Danke für den Tipp, aber meine ist wirklich komplett freistehend, kein anderes Gerät in der Nähe. Sie steht sogar 30cm neben einem gekippten Fenster bei momentan immer um die 15 Grad Außentemperatur. Das mit dem Aufbocken (4 x 3 Tempos) habe ich auch gemacht, weil sonst noch nervige Vibrationsgeräusche dazu kamen.


----------



## HanFred (15. Juni 2016)

Meine ist auch sehr laut, anscheinend sind viele Geräte so. Andere hatten mehr Glück, die Serienstreuung scheint hoch zu sein.


----------



## Spassbremse (15. Juni 2016)

HanFred schrieb:


> Meine ist auch sehr laut, anscheinend sind viele Geräte so. Andere hatten mehr Glück, die Serienstreuung scheint hoch zu sein.

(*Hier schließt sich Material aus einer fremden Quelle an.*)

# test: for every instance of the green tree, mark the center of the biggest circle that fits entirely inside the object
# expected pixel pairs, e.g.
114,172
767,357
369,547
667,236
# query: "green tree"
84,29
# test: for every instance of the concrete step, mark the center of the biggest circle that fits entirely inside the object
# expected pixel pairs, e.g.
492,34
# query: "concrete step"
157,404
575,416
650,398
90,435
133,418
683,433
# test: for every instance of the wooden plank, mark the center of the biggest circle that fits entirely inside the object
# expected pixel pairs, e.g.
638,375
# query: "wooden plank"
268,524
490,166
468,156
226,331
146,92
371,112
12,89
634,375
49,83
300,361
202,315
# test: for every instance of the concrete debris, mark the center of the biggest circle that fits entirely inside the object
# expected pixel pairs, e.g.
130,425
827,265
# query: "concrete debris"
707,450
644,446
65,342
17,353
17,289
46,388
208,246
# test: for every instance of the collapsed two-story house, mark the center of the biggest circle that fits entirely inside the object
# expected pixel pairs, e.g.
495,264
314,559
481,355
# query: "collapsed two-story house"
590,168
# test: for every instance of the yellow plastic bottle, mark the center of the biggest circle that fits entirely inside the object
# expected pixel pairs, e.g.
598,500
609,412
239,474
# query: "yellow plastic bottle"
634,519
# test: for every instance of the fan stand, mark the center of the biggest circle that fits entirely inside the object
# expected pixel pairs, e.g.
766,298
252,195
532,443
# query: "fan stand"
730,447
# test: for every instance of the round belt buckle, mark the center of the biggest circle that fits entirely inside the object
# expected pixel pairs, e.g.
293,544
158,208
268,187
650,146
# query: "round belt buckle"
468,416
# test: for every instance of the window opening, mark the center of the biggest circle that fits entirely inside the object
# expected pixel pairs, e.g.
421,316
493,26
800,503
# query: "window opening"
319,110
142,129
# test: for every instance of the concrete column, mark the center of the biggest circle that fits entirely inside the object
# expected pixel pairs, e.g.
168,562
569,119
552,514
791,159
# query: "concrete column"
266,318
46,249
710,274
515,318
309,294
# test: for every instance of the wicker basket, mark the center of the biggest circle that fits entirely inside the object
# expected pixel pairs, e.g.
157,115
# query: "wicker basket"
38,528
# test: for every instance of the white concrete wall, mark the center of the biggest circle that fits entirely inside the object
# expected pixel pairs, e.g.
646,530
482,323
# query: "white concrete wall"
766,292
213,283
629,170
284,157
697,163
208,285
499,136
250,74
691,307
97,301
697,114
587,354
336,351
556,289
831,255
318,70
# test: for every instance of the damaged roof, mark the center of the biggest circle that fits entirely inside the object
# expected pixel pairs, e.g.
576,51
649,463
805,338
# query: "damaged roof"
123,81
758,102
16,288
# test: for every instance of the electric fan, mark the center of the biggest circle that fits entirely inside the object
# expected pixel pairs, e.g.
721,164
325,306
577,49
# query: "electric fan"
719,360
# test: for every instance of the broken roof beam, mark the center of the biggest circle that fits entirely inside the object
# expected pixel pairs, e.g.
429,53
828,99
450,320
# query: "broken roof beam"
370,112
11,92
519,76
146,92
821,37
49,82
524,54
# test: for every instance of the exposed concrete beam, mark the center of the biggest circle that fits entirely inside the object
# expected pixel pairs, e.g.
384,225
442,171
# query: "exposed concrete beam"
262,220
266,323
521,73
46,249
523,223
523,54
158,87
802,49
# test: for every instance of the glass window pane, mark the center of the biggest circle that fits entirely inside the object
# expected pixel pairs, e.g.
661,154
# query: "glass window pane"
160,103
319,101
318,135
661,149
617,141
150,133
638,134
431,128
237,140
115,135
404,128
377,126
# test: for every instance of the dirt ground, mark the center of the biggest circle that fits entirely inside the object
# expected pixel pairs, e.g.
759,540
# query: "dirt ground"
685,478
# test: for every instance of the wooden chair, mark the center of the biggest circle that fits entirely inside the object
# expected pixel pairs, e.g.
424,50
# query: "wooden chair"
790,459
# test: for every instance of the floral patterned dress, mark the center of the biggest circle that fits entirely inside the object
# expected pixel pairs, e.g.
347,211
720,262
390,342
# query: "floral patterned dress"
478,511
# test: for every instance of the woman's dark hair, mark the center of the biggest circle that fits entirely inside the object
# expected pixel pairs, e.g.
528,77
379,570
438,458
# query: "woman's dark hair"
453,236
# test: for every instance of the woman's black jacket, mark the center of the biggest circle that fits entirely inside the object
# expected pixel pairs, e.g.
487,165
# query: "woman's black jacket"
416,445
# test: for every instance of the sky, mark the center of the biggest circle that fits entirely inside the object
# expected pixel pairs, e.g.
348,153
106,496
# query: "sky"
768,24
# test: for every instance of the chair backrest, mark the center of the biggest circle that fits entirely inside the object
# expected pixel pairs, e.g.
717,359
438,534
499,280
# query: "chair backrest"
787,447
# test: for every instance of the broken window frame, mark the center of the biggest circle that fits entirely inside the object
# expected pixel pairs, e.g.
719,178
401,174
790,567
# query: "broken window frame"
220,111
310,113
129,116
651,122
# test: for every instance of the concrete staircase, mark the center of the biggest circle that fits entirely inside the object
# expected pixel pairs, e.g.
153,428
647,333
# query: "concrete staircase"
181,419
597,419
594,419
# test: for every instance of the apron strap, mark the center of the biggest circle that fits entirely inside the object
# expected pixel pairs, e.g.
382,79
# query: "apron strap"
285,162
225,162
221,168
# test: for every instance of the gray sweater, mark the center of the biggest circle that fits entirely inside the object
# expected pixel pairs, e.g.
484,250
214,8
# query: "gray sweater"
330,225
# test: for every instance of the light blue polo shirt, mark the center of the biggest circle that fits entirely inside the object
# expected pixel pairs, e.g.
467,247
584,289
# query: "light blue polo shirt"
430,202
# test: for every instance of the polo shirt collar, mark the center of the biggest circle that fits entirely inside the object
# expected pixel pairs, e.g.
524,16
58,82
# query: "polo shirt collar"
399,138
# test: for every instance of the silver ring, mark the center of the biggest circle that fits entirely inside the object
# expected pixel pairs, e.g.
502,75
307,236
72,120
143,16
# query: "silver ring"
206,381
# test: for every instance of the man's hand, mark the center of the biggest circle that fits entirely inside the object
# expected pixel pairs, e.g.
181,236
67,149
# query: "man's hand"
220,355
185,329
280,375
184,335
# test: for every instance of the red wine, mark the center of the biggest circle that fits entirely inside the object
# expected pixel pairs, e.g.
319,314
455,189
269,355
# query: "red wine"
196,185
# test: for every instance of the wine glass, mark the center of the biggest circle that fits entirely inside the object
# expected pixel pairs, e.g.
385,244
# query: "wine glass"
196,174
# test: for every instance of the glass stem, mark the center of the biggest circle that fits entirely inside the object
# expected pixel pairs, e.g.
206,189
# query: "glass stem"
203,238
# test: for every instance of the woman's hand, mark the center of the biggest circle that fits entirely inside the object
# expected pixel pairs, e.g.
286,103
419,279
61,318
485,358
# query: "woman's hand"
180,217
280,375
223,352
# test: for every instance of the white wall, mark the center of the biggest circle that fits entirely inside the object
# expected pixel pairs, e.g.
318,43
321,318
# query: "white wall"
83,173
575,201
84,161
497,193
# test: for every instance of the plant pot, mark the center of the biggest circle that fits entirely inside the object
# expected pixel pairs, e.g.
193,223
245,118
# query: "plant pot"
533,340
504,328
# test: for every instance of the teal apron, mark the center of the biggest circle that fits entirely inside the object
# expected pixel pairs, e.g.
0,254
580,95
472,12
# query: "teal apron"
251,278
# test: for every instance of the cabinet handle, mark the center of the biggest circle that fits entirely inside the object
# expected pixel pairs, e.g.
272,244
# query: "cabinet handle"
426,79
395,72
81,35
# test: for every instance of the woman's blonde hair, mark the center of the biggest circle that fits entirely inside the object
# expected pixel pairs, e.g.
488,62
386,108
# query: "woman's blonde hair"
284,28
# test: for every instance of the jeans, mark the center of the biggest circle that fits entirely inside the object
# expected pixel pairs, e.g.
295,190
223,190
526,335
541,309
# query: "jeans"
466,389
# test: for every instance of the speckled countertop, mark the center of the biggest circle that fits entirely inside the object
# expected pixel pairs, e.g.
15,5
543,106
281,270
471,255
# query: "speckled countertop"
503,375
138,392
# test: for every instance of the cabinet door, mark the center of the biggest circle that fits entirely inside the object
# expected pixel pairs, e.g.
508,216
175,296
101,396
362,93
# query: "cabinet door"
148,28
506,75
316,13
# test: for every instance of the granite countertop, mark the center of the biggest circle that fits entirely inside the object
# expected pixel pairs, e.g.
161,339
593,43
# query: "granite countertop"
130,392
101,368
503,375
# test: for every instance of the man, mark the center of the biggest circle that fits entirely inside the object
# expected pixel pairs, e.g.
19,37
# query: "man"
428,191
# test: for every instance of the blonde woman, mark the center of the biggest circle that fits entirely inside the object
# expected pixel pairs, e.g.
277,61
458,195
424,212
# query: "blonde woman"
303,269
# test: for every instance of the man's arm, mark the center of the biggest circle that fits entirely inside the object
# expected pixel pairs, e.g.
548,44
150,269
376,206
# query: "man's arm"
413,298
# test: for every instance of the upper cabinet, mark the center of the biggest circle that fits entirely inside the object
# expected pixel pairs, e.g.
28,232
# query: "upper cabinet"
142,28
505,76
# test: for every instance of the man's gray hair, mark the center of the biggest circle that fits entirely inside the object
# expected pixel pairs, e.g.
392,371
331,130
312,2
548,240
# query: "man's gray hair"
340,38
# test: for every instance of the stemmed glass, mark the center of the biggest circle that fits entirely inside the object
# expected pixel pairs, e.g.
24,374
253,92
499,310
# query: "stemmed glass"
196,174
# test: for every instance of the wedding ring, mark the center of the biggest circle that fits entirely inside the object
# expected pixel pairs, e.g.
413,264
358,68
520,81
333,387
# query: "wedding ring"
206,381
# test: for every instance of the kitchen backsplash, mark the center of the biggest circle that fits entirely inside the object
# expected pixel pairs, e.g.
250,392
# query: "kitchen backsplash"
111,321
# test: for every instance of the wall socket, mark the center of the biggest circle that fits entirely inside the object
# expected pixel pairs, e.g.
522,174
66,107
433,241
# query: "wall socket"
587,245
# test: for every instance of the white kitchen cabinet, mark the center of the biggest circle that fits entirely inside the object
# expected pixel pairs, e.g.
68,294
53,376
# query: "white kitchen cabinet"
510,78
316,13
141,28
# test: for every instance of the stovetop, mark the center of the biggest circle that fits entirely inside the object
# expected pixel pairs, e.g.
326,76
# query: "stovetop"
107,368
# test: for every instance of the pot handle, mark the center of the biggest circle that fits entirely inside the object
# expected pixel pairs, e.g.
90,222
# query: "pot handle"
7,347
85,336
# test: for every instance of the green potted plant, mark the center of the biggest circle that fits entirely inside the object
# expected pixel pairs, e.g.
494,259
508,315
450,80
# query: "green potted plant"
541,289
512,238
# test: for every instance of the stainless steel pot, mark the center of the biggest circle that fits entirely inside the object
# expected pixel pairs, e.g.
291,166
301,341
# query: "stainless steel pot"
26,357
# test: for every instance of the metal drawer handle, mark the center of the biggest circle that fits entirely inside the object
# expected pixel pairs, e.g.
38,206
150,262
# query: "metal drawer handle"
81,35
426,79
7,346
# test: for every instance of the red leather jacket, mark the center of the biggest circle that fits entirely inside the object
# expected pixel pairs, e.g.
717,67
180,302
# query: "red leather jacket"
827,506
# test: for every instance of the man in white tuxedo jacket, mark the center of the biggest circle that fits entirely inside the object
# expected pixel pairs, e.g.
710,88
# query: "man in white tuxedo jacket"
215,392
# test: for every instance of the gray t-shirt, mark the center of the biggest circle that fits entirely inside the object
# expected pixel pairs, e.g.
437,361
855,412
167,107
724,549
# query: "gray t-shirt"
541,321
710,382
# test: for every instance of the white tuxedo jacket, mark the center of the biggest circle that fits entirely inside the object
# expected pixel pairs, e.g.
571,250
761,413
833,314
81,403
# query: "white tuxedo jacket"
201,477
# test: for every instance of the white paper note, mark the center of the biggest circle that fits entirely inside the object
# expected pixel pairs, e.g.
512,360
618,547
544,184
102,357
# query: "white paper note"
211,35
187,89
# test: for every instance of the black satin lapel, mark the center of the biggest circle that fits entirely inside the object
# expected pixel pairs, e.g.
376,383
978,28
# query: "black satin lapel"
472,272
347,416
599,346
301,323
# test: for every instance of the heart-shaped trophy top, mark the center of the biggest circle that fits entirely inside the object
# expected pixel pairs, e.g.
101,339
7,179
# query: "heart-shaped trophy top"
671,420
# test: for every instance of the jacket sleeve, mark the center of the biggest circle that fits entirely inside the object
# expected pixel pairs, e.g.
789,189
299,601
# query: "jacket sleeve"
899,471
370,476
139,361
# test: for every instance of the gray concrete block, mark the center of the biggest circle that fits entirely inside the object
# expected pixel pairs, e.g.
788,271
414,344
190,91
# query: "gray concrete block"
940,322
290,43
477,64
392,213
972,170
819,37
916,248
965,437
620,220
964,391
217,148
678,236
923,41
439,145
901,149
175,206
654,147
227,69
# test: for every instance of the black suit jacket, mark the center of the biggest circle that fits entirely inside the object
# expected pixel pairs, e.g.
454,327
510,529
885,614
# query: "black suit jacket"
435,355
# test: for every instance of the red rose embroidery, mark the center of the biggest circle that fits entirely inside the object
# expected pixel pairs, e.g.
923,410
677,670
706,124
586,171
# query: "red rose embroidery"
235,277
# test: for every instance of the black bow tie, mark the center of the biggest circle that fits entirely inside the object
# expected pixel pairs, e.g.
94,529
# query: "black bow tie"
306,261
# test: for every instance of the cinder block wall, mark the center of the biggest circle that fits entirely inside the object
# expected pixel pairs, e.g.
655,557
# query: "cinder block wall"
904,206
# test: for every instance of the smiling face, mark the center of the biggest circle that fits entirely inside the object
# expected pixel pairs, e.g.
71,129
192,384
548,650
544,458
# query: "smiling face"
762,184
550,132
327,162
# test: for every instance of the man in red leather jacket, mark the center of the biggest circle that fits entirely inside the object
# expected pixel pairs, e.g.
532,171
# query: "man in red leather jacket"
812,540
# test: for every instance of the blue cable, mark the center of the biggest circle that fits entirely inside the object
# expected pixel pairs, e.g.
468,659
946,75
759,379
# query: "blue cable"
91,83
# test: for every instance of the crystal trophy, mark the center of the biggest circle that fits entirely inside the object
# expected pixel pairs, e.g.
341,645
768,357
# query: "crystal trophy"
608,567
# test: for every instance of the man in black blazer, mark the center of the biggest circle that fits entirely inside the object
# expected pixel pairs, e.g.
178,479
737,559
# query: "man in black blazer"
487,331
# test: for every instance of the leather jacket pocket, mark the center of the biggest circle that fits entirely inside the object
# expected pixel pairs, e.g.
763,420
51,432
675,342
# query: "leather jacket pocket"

Ach, es gibt tatsächlich leise(re)?

Meine Bruder hat auch eine PS4 und seine Antwort auf meinen erschrockenen Kommentar, _"Du lieber Himmel, macht das Teil einen Krach! Ist da was kaputt?"_ ,war nur ein lapidares _"Nö, das muss so."_


----------



## HanFred (16. Juni 2016)

Kumpels.


----------



## Seegurkensalat (17. Juni 2016)

HanFred schrieb:


> Kumpels.



Wie meinen?


----------